Israel mengklaim telah menewaskan kepala keamanan top Iran, Ali Larijani dalam serangan terbarunya terhadap Iran. Namun tak lama setelah klaim Israel itu, akun media sosial (medsos) resmi Larijani mengunggah status berisi catatan tulisan tangan.
Dilansir AFP, Selasa (17/3/2026), pihak Teheran memang belum mengonfirmasi terkait kematian Larijani. Dalam postingan akun medsos Larijani tersebut juga tidak menanggapi klaim Israel.
Postingan medsos tersebut merupakan penghormatan kepada 84 pelaut Iran yang tewas ketika kapal fregat mereka ditenggelamkan oleh kapal selam Amerika Serikat (AS) di Samudra Hindia pada awal Maret ini.
Catatan tersebut, yang tidak mencantumkan tanggal penulisannya, dipublikasikan di akun X dan Telegram resmi Larijani.
"Kemartiran para prajurit pemberani Angkatan Laut Angkatan Darat Republik Islam di atas kapal Dena adalah bagian dari pengorbanan bangsa yang gagah berani yang telah muncul pada titik perjuangan ini melawan penindas internasional," kata catatan Larijani, yang ditulis dengan tinta hitam.

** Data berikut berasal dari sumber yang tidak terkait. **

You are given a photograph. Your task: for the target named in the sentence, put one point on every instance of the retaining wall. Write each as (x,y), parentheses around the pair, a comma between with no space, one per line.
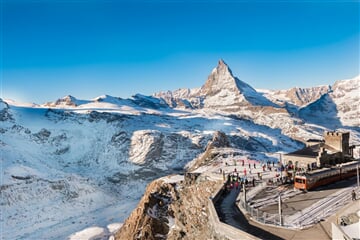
(222,229)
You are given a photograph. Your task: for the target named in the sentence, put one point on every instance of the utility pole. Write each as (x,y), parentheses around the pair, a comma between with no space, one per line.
(357,173)
(280,210)
(244,189)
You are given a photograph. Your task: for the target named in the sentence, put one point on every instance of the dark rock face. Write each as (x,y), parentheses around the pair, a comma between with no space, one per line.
(171,211)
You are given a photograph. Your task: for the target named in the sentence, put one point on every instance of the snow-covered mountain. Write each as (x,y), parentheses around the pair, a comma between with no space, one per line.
(340,107)
(296,96)
(75,163)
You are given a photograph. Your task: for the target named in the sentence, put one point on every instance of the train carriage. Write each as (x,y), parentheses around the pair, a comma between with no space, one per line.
(325,176)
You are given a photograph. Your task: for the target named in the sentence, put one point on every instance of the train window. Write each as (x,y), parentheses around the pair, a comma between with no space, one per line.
(299,180)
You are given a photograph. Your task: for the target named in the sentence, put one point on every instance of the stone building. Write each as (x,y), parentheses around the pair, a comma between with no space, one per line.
(332,150)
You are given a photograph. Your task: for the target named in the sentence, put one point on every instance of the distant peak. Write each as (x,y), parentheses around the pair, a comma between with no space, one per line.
(221,62)
(222,68)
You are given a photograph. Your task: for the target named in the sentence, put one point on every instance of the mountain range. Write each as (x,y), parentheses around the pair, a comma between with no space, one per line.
(73,163)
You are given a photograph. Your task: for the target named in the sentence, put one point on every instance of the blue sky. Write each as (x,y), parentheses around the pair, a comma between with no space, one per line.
(89,48)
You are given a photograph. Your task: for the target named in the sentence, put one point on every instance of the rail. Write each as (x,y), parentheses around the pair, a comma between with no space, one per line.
(302,219)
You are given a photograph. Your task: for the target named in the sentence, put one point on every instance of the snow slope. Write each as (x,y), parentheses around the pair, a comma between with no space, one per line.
(75,164)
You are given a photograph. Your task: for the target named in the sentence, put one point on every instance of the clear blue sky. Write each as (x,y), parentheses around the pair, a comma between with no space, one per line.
(88,48)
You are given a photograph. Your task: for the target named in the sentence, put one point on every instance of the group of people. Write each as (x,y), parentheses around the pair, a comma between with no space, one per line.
(235,181)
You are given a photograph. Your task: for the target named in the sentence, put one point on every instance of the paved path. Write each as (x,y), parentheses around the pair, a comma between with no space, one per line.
(230,214)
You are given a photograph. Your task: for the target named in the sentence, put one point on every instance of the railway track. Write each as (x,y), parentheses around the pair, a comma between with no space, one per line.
(320,210)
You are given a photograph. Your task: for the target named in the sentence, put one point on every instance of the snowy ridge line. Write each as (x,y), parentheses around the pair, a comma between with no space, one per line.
(319,210)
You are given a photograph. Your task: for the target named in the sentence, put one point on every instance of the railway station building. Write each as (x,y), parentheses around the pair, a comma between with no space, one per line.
(333,149)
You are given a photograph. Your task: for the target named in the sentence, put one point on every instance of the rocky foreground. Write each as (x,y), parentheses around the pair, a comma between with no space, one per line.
(172,210)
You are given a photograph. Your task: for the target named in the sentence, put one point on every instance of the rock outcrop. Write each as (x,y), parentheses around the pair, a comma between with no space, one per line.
(171,211)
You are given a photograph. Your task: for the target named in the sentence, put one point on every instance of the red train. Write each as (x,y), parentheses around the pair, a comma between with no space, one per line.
(325,176)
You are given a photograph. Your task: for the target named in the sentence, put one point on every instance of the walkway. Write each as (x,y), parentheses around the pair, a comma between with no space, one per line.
(230,214)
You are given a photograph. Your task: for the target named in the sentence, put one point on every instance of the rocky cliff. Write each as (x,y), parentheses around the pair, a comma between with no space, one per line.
(171,210)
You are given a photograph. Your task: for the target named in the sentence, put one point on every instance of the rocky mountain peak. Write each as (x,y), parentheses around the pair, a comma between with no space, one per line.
(220,78)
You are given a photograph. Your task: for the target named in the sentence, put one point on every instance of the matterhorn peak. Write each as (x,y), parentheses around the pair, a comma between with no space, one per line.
(223,89)
(222,69)
(220,78)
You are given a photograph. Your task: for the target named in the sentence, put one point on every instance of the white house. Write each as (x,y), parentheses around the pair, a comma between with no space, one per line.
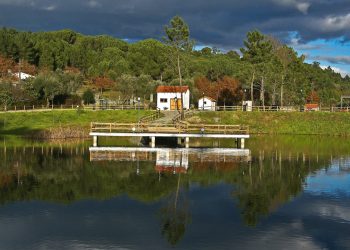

Para pelaut tersebut tewas ketika kapal IRIS Dena ditorpedo pada 4 Maret di lepas pantai Sri Lanka, dalam insiden yang memperluas perang Timur Tengah ke Samudra Hindia.
"Kenangan mereka akan selalu tetap di hati bangsa Iran, dan kemartiran ini akan memperkuat fondasi Tentara Republik Islam selama bertahun-tahun dalam struktur angkatan bersenjata," tambahnya.
Iran telah berperang dengan Israel dan AS sejak 28 Februari, ketika mereka melancarkan serangan yang menewaskan pemimpin tertinggi Republik Islam, Ali Khamenei, memicu konflik yang menyebar ke seluruh Timur Tengah.
Kematian Khamenei dikonfirmasi oleh Iran beberapa jam setelah Israel dan Amerika Serikat mengumumkannya.